Guy liked the gym, I thought, noting a physique that most mages didn’t bother with, since they didn’t need it. “What thing?”
“That circle thing. You know.” Ray flipped him face down.
“You could be a little more—What are you doing?” I asked, because Ray had started tugging on the guy’s jeans.
He stopped and looked up impatiently. “We gotta find out if he’s a war mage.”
“Why would he be a war mage?”
“’Cause he just took a crap ton of magic to the face and didn’t even blink? Normal mages would be a shiny spot on the floor right now. So, ten to one, he’s got a silver circle tat somewhere on his body—”
“Who cares?”
“—or a black, depending on which group he’s with.”

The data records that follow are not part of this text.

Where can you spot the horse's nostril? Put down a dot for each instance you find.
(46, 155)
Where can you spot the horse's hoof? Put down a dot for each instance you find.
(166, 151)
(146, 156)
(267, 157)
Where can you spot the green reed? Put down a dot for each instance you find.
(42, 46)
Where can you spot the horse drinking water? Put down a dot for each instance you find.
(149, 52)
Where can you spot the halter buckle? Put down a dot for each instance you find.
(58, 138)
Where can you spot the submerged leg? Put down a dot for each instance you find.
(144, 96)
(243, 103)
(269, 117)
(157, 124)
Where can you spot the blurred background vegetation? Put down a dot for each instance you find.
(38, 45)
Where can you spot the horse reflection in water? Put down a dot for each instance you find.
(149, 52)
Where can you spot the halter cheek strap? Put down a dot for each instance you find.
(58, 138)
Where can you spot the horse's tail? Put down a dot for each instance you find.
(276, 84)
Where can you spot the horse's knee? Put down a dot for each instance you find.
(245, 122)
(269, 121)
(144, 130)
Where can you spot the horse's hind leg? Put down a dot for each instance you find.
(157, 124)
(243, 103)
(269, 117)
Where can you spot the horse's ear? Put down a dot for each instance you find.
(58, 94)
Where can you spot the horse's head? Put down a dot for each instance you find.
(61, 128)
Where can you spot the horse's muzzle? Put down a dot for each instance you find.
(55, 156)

“And again, we care about this because?”
“Well, for one thing, if he’s silver, we probably shouldn’t kill him, us being allies and all—”
“I wasn’t planning on killing him.” Well, barring necessity. It wasn’t like I had a surplus of witnesses here. “And will you stop trying to take his pants off?”
The phone was making unhappy noises. I picked it up. “Gimme a minute,” I told Claire.
“Dory! Dory, don’t you dare—”
I put the phone down again.
“Ray! Cut it out!”
He’d just popped out a butt cheek, and I didn’t want to find out how the mage was going to react when he woke up and found himself being molested. I also didn’t see the point. “What the hell is the point?”
“—and for another, he might know what to do about our black-haired boy up there.”
I’d been about to say something, but at that, I shut my mouth. “And if he’s a dark mage?”
“Oh, well, then we can kill him,” Ray said cheerfully.
It concerned me that I felt Dorina nod.
I repressed a sigh. “So how do we find out?”
“I told you—they all got a tat.”
“On his ass?”
“It’s usually on one of the arms somewhere, so they can recognize each other easy, you know? But maybe he wanted it someplace else.”
“For what?”
“I dunno.” Ray looked up. “Maybe he’s a special agent or something.”
“Why would that make him put it there?”
“Well, who would check there?”
“You’re checking there!”
“Because I’m smarter than the average Joe,” Ray said, and pulled the guy’s pants down. “Hey, that’s nice.” He eyed the ass on display. “Bet he does a lot of squats—”
“Dory? Dory you answer this phone right now!”
Claire’s less than dulcet tones managed to reach my ears, despite the phone being on the
ground between my knees. Until I accidentally kicked it with one of them and it slid over behind the Irin. I went after it.
“One second—”
“No! No more seconds! If you’ve been spelled, time is of the essence—”
“I haven’t been spelled.”
“You wouldn’t necessarily know it if you had!” Claire told me furiously. “That’s what
I’m trying to tell you! Do you feel numb anywhere?”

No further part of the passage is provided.